Fußball: Bezirksliga
Auch soziale Komponente zählt bei Trainersuche von GW Gelmer

Münster -

GW Gelmer sucht einen neuen Trainer und macht es sich dabei selbst nicht allzu einfach. Denn nicht nur das Fachliche muss stimmen. Hendrik Arenskötter, der am Dienstag zurücktrat, verkörperte auch eine soziale Komponente.

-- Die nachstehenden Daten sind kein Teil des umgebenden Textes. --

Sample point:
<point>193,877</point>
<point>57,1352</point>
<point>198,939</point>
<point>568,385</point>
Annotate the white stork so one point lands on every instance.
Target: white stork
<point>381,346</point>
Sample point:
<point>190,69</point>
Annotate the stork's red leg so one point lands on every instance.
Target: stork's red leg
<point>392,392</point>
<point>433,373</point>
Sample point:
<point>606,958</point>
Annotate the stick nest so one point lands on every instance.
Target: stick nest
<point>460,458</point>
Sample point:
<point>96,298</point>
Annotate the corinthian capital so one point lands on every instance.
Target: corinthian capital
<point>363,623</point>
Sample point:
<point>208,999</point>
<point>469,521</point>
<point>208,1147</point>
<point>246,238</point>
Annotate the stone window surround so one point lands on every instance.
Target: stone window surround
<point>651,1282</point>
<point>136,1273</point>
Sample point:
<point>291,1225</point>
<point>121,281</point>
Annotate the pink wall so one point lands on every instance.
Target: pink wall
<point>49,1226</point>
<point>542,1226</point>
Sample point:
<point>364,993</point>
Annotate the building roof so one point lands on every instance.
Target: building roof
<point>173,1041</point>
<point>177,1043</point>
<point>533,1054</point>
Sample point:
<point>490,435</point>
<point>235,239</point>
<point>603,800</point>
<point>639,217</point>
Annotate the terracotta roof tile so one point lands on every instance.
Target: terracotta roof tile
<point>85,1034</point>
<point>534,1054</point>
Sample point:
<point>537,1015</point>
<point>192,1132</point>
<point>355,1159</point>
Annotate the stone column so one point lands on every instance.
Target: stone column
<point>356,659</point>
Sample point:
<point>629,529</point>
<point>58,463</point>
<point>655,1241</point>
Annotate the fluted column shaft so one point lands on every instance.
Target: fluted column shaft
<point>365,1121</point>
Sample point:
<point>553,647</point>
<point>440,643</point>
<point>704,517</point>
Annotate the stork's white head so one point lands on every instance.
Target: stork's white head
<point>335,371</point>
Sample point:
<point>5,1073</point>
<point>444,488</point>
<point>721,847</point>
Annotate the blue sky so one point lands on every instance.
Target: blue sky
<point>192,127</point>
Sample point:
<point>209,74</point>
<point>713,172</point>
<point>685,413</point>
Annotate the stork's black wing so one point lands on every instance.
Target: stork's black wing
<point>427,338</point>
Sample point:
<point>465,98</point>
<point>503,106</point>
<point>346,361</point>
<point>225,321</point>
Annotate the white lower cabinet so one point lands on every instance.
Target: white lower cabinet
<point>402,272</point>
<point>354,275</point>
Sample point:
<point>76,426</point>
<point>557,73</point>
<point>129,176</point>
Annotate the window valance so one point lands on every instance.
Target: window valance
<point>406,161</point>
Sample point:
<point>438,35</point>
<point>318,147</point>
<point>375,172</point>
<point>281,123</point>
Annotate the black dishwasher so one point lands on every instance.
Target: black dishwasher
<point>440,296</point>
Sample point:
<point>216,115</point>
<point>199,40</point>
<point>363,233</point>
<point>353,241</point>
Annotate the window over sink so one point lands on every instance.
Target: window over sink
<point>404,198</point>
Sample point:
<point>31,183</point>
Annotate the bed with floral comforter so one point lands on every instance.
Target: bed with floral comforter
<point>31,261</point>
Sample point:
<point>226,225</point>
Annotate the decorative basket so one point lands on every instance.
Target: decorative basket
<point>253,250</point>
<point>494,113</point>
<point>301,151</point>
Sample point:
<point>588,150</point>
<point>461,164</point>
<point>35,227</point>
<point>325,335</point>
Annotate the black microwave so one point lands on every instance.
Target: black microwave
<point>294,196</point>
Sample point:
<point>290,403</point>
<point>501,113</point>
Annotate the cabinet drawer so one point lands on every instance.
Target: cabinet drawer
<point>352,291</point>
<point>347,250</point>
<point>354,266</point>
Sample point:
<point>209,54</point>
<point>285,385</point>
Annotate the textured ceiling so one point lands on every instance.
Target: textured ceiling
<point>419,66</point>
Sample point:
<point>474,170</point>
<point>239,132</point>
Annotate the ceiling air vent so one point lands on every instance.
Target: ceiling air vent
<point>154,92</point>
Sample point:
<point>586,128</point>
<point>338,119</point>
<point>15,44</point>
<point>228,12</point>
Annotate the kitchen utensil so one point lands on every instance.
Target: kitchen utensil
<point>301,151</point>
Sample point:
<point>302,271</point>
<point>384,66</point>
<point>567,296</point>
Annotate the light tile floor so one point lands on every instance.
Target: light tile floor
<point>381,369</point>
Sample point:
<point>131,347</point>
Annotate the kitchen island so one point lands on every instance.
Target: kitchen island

Mittwoch, 29.07.2020, 16:01 Uhr aktualisiert: 04.08.2020, 15:45 Uhr
Verlässt GW Gelmer (Ziel unbekannt): Issé Sander
Verlässt GW Gelmer (Ziel unbekannt): Issé Sander Foto: Rene Penno

Das attraktive und mit Stolz getragene „Alleinstellungsmerkmal“ der Grün-Weißen aus Gelmer ist unbestritten – erschwert mitunter jedoch die Arbeit. Die Fußballer sind felsenfest in der Dorfgemeinschaft verankert, sind so etwas wie ein soziales Bindeglied und zugleich identifikationsstiftende Komponente. Man „geht auf Grün-Weiß“, wenn die erste Mannschaft – seit dieser Saison Bezirksligist – im Heidestadion spielt. „Grün-Weiß hat ein Standing im Ort, das sich von vielen Vereinen anderswo unterscheidet“, weiß auch der Sportliche Leiter Paul Kuhsträter.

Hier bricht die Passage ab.